Yesterday might have been a watershed (an Epiphany if you will). I woke to this headline and article: Teachers' salaries rise here even as schools face deficits
This story begins (tentatively) to ask one of the questions that we are going to have to answer as a culture over the next decade: "Can we afford to continue to fund education in the way that we have in the past?" (BTW, this is only a subset of the larger question: "Can we afford to live in the way what we have in the past?") The obvious answer is no.
This answer keeps staring us in the face. We keep looking away. It has not stopped staring. The Federal government is answering this question presently by printing money to maintain a false, unsustainable reality. I am convinced that the Federal government so long as it has this power will never answer the question. States cannot print money so right now they are having to think how they will actually live sustainably—i.e., spend only what you have.
The story is a watershed for this area because . . . .
The story is a watershed for this area because really the local papers have never asked this question. I am encouraged that we are at least considering the question. This is a twinkle of hope. There is a lot of reason for discouragement, however, mainly when you read what school board members quoted in the paper say. Their comments are simply not connected to economic reality. Here are the two biggest school board misnomers:
- “We will not keep good teachers if we don’t pay what everyone else is paying.” Bull. This is not a seller’s market—it is a buyer’s market. Good quality people in every field are without work. The salaries of other people are going down. The net worth of others is going down. School boards have to have the courage to act on economic reality—not psychology.
- “Teachers are not well compensated.” This, as best I can tell is not true. It might be true that public school teachers are not compensated as much as others with the same amount of education on a yearly salary basis—I am not sure that there is any longer any difference, but I have heard this. It is certainly not true if you take into account the benefit packages that public employees presently have. Over a lifetime the argument does not hold.

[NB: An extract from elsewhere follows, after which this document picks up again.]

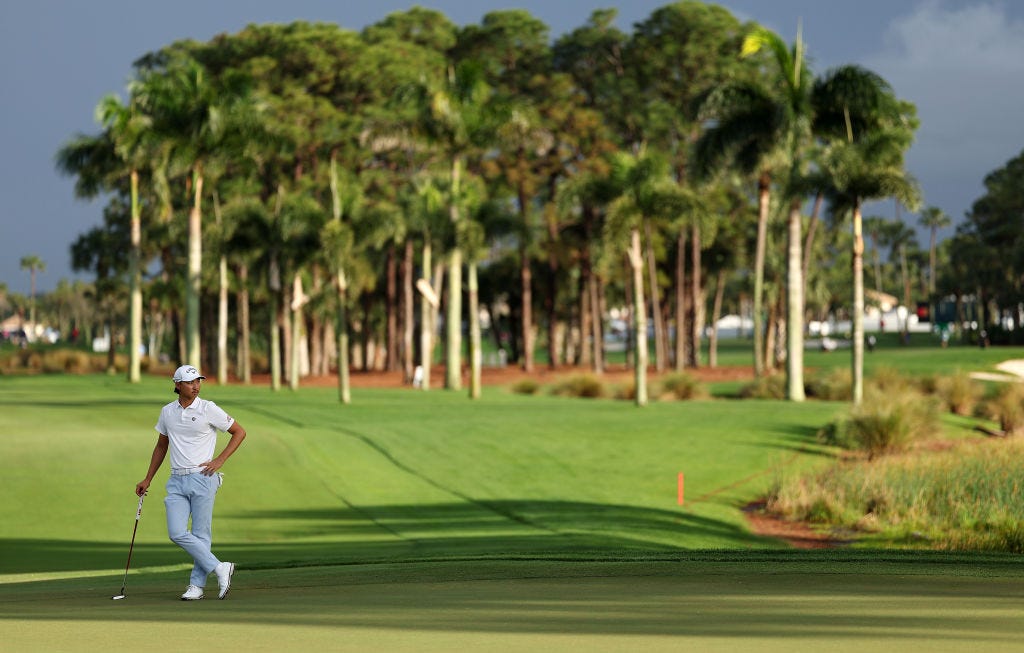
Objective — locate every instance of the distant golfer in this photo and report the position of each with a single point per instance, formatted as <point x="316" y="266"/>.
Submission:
<point x="188" y="427"/>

Let me be clear about a few things that this article is not yet saying, but that must be taken into account. I am not against good teachers being paid well. I am working hard right now trying to figure out how to better pay our teachers at Veritas. Teacher compensation has to be tied to success! Our schools are not succeeding. If they are not, we should not continue to compensate people as if they are. To make an NFL analogy, you should not pay Jimmy Clausen (the lowest rated quarterback) Tom Brady’s salary.
Great teachers should be compensated well. Bad teachers must be made to find another calling. Right now, the teachers unions keep this from happening. Here is just a little advice for these unions: compromise. Do what is good for the students and for the entire nation, compromise on pension, compromise on teacher tenure (so that bad teachers can be replace), cut your own salaries and find ways to cut expenses. The public schools have (by far) the largest number of students. If the teachers unions did this they could be heroic. Public education gained ascendency in America mainly because committed people made huge personal sacrifices. Ascendency follows these sorts of sacrifices. If that does not happen again now, be prepared for fairly substantial changes in education in the next ten years.